Da qui l'autostrada pare brulicare di automobili, e quindi degli uomini che esse contengono. Laggiù, in fondo al grande marasma brulicante, proprio in mezzo alle due carreggiate, di chi va e di chi viene, il tramonto.
Per un attimo smetto di vedere le automobili e, come dotato di raggi X, comincio a immaginare - a vedere - solo gli uomini al loro interno: sospesi in aria seduti sul nulla, col culo a un metro e mezzo da terra e le braccia tese verso un volante che non c'è più, verso la linea dell'orizzonte rosso. Una fiumana di zombie dall'aspetto sonnambulo, forse felici, calamitati da un sole di fuoco.
Rimango per un attimo orgoglioso di questa mia visione dettata dalla noia, una noia dolce, fertile, umida. Arrivo quasi a ritenerla una visione poetica, poi mi ricredo.
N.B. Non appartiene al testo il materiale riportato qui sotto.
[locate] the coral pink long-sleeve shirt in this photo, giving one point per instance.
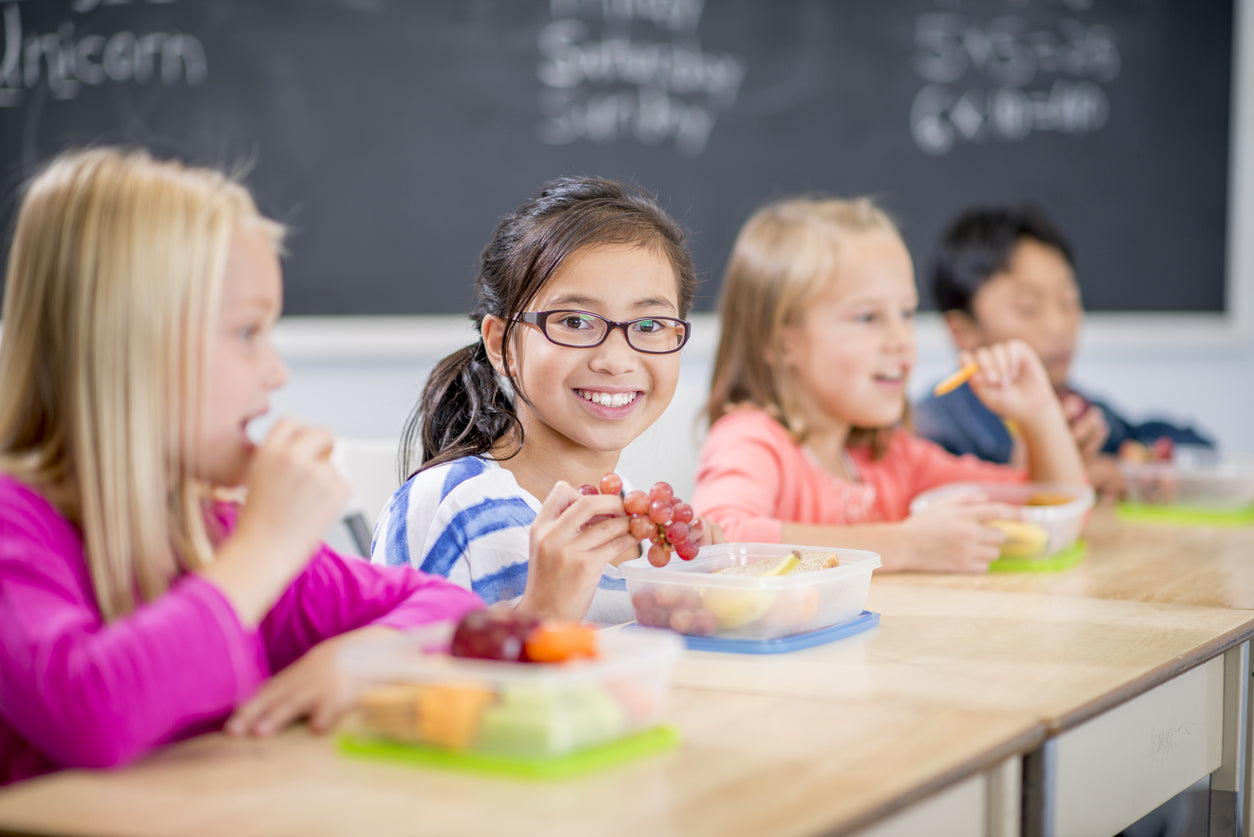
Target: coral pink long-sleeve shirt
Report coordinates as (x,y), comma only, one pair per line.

Ho già la testa altrove. Dal mio punto di vista attuale la vita non mi pare altro che un'immensa prova di resistenza. Sì, ma non quella verso i grandi potenti della terra che impongono condizioni di vita poco inclini alla realizzazione di sé stessi, macché... Resistenza alla puzza di ascella, piuttosto. La mia prova di questo istante consiste infatti nel respirare a pieni polmoni, senza titubare, il fetore di ascelle sudate del mio vicino, che ha pensato bene di sollevare e appoggiarli al sedile di fronte, eliminando così ogni possibile interferenza fra le sue ascelle e le mie narici. Ci rifletto un attimo. FInisco per persuadermi che anche da questa situazione apparentemente tragica io possa trarre qualcosa di buono. Ho due strade: cominciare a contorcere il naso fra pollice e indice per salvarmi l'olfatto dalla minaccia fetida, oppure smettere di oppormi e semplicemente odorare, Come fuori dal fornaio all'alba, accogliere quell'odore dentro di me come unico destino possibile dei minuti a venire. Smetto di considerarlo un puzzo. Inalo con forza ogni sua molecola. Sento qualcosa calmarsi dentro di me. Può darsi, mi dico, che imparare a vivere sia un po' questo: respirare l'odore del pane caldo e quello di ascella pezzata senza fare differenza, senza trasalire. Una grande palestra di amorevole pazienza: questo è liberarsi, questo è vivere. Nel semplice atto di respirare l'odore di ascelle al mio vicino sento di accogliere la sua essenza e abbracciarla. Qualunque sia la sua etnia di provenienza, la sento vicina. Vedo il suo passato scorrermi negli occhi, le sue lotte per sopravvivere, il suo vagare incerto nel gran troiaio. Respiro, ancora. Le mie narici, voragini di pazienza, inaugurano un corridoio umanitario dentro di me di cui non sapevo nulla. Le ascelle di questo tizio imperano ormai nei miei polmoni e dicono al mio cervello quali pensieri pensare, quale calma inseguire.
Io non lo so chi sia quest'uomo. Però magari potrebbe avere un figlio, un figlio per il quale quest'odore è casa, non so come dire, la sua casa.
L'incertezza è un liquido che saprà sempre come infilarsi nei miei spazi. Il mondo straborda di cose che non so, che non saprò mai.
L'asfalto corre e si srotola infinito sotto di noi, Non ho voglia di arrivare in nessun posto, non c'è alcun motivo valido di avere una meta.
Sento suonare il telefono. Richiamerò più tardi, forse.